Playwright CLI 0.1.15 filters secrets out of console log output, adds high-resolution (device-pixel) screenshot capture, and adds update notifications when a newer CLI version is available. It shipped a day after Playwright MCP 0.0.77.
How does the --secrets option work in Playwright MCP?
You point --secrets (or the PLAYWRIGHT_MCP_SECRETS_FILE environment variable) at a dotenv-format file holding your credentials. The server replaces any matching plain text in tool responses before it reaches the model. Before 0.0.77, that substitution didn't extend to console log output, meaning a page that logged a matching value could still leak it in plain text. Microsoft's own docs are upfront that this is a convenience, not a guaranteed security boundary, so treat it as one layer, not the whole defense.
Does this fix cover Playwright traces and HAR files?
No. Traces and HAR captures record full request and response bodies, including auth headers and tokens, and that has been a known limitation for years, separate from the MCP secrets mechanism.
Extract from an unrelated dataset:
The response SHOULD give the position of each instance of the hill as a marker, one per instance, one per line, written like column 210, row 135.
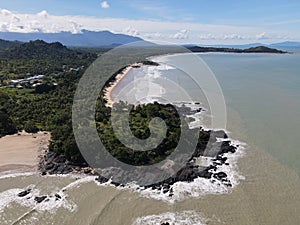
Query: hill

If your pipeline generates traces or HAR files, treat them as sensitive artifacts regardless of this release.
Is this related to the Playwright MCP DNS rebinding CVE?
No, they're unrelated fixes. CVE-2025-9611 was a DNS rebinding vulnerability in versions before 0.0.40, patched by adding an allowedHosts option that validates the Host header on incoming connections. The console log redaction in 0.0.77 is a separate, later fix for a different leak path. Both point to the same underlying reality: an MCP server driving a real browser session carries more attack surface than a script-only test runner.
How does Bug0 handle test credentials?
Passmark, Bug0's open-source Playwright engine, injects runtime values through a placeholder system, so the AI resolving a test step never receives the literal credential. On Bug0 Managed, your forward-deployed engineer builds your suite against a secrets vault you control, referenced by placeholder rather than typed into a prompt.
Small changelog line, real gap closed. If you've been running an AI agent against an authenticated app with --secrets configured, this is the update that makes that setup actually mean what you thought it meant.